While she is focusing on renewable energy on Earth, her interest in space and astronomy keeps her wondering, “How do you develop more renewable energies for space travel?”
Still, she said she’ll continue working on the ground her feet stand on –– making energy more accessible for everyday people.
“That’s actually why I liked working at the national labs too, because I think they really care more about trying to develop systems that are… accessible,” said Ghosh. “You can have all these different topics that are really fancy and they’re very niche, but at the end of the day, something needs to be available to the common person.”
From 2016-2018, Ghosh also worked at the Lawrence Berkeley National Laboratory and the National Energy Technology Laboratory.
“It’s really fun working at national labs,” she said. “It’s really different from academia because you get to contextualize what you’re working on [in real-world applications].”
When she’s not researching, she’s teaching and mentoring.
As an undergraduate Learning Assistant, Ghosh taught electromagnetism classes for engineers and pre-med students.
“As a sophomore college student, that was a little bit terrifying, but I really liked it,” she said. “And I kept teaching for that, and that kind of went into the mentorship program that we started in the physics department.”
Before she started the physics mentorship program, she said, there was little guidance for how to navigate physics along with the transition from high school to college.
“In a classroom, it’s really hard but key to have the push to make it equal –– to give everybody that opportunity and have everything be equitable,” she said. “If that means trying to have different ways of conveying that information to students, that is really important.”
Now, Ghosh grades and runs discussion sections for the Kinetics and Materials class as a Supplemental Instructor.
She is also the president of the BU Materials Science and Engineering Graduate Students Association.

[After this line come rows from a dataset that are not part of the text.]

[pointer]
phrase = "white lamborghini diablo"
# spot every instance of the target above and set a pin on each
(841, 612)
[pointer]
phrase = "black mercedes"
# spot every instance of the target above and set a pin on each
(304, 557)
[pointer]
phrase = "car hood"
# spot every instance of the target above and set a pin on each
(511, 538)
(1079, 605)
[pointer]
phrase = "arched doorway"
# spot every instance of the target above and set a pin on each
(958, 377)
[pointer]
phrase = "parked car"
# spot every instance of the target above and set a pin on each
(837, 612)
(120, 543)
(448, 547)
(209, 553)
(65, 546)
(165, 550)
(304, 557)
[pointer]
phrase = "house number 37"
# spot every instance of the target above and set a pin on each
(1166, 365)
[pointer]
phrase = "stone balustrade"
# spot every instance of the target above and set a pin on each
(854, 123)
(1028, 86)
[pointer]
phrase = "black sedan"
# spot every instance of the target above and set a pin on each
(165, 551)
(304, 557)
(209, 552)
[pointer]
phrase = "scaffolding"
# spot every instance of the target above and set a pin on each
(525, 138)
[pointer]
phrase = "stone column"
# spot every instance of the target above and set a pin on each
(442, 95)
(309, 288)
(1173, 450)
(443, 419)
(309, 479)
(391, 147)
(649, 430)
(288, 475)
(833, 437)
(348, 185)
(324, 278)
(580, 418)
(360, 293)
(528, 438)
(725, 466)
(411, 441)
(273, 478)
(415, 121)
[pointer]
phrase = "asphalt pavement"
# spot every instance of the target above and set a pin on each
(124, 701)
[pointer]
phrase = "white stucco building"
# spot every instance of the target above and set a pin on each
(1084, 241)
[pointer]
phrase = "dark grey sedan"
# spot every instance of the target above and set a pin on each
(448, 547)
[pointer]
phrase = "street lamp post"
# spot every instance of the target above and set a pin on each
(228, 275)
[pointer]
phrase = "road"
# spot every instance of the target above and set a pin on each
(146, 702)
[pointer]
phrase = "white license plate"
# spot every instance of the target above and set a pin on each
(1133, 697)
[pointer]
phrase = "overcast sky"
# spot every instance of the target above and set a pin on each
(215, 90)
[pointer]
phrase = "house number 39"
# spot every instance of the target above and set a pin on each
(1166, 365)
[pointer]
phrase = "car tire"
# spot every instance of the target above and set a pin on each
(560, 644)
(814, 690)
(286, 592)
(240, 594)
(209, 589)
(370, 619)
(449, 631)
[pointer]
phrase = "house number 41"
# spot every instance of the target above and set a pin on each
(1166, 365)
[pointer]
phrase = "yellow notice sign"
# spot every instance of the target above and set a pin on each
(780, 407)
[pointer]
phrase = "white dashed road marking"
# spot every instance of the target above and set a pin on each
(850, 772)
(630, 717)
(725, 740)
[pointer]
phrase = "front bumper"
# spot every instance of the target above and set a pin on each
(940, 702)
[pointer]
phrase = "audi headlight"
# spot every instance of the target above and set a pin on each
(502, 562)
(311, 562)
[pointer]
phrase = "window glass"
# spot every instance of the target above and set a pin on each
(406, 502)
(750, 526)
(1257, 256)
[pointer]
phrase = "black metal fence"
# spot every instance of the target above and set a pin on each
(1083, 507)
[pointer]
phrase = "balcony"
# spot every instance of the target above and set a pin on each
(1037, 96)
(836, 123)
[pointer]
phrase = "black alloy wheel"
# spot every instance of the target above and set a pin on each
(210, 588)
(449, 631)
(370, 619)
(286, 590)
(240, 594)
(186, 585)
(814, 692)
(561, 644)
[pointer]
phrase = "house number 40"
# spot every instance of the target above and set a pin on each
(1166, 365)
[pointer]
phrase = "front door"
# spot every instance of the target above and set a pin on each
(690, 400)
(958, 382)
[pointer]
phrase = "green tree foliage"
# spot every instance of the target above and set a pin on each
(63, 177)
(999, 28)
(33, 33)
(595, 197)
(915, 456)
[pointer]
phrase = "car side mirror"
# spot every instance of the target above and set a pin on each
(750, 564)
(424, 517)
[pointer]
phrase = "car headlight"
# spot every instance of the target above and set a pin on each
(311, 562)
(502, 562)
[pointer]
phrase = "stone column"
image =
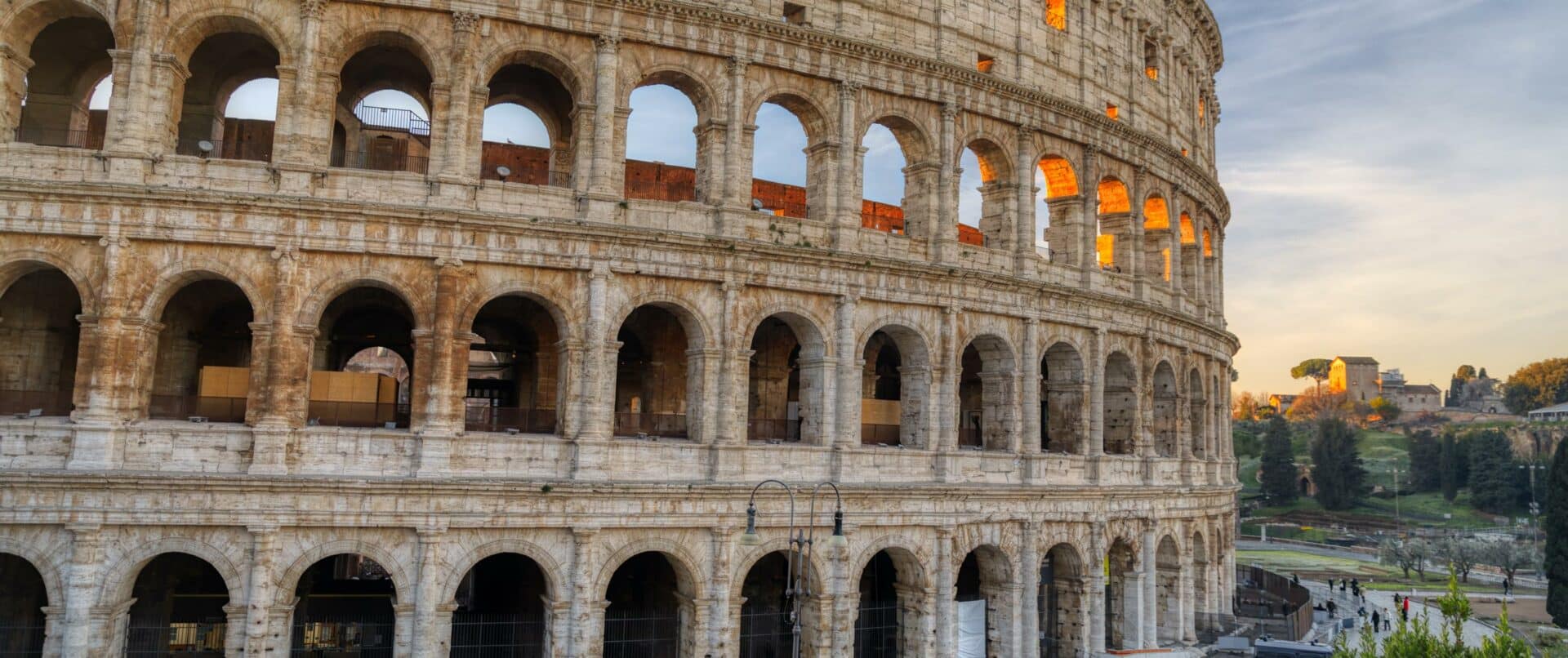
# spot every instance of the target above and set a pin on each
(1097, 588)
(606, 157)
(1027, 583)
(1029, 389)
(429, 641)
(850, 366)
(262, 588)
(457, 149)
(845, 220)
(83, 577)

After finding that the program was on hiatus, she decided to bring it back to life –– to show others what the division is all about.
It is the student chapter for two of the main research and professional organizations in Boston, Materials Research Society and American Society of Materials International. Ghosh is also on the board for the professional ASM International Boston chapter.
She strives to connect students with research and industry professionals and BU MSE alumni through MSE-GSA and ASM Boston.
“I really love the idea of having a community where you don’t feel alone and where you feel supported,” she said. “We are a small [division], we’re tight-knit, so let’s give people a chance to know about things, and not isolate ourselves from the rest of the school.”